No one is sure how the new nation’s first riot began. One popular story has it that on April 13, 1788, several boys were playing in a grassy area outside New York Hospital, where a student named John Hicks was dissecting an arm. Hicks, who was probably no more than sixteen or seventeen, is said to have waved the arm out the third-floor window at one of the boys, yelling, “This is your mother’s arm! I just dug it up!” The boy’s mother had in fact recently died, and he ran down Broadway to tell the story to his father, a mason. The man exhumed his wife’s coffin, and after finding it empty, marched on the hospital with a group of angry worker friends still carrying their tools.
Colonel William Heth, writing in a letter to Governor of Virginia Edmund Randolph, described what happened when the workmen got to the hospital:
The cry of barbarity and etc. was soon spread—the young sons of Galen fled in every direction—one took refuge in a chimney—the mob raised—and the Hospital apartments were ransacked. In the Anatomy room, were found three fresh bodies—one, boiling in a kettle, and two others cutting up—with certain parts of the two sex's hanging up in a most brutal position. The circumstances, together with the wanton and apparent inhuman complexion of the room, exasperated the Mob beyond all bounds, to the total destruction of every anatomy in the hospital.

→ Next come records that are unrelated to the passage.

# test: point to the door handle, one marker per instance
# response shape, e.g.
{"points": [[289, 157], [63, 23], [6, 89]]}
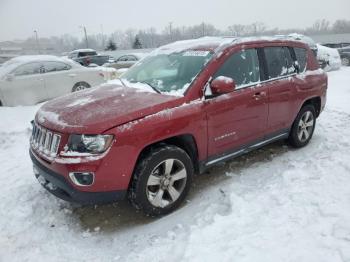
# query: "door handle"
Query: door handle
{"points": [[259, 95]]}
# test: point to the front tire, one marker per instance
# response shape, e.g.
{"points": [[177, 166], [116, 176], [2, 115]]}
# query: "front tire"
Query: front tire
{"points": [[80, 86], [345, 61], [303, 127], [161, 180]]}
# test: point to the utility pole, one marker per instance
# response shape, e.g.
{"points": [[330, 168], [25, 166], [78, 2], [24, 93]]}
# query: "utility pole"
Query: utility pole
{"points": [[171, 30], [103, 37], [37, 41], [86, 41]]}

The workmen hauled bones and half-dissected bodies from the anatomy rooms into a heap on the street, and set them ablaze in a giant bonfire. Although most of the doctors and medical students had already fled, those who remained to guard the valuable collection of anatomical specimens were also dragged out into the streets. They might have been added to the bonfire too if it hadn’t been for the arrival of Mayor James Duane, the sheriff, and several others, who carried the medical men off to jail for their own safety.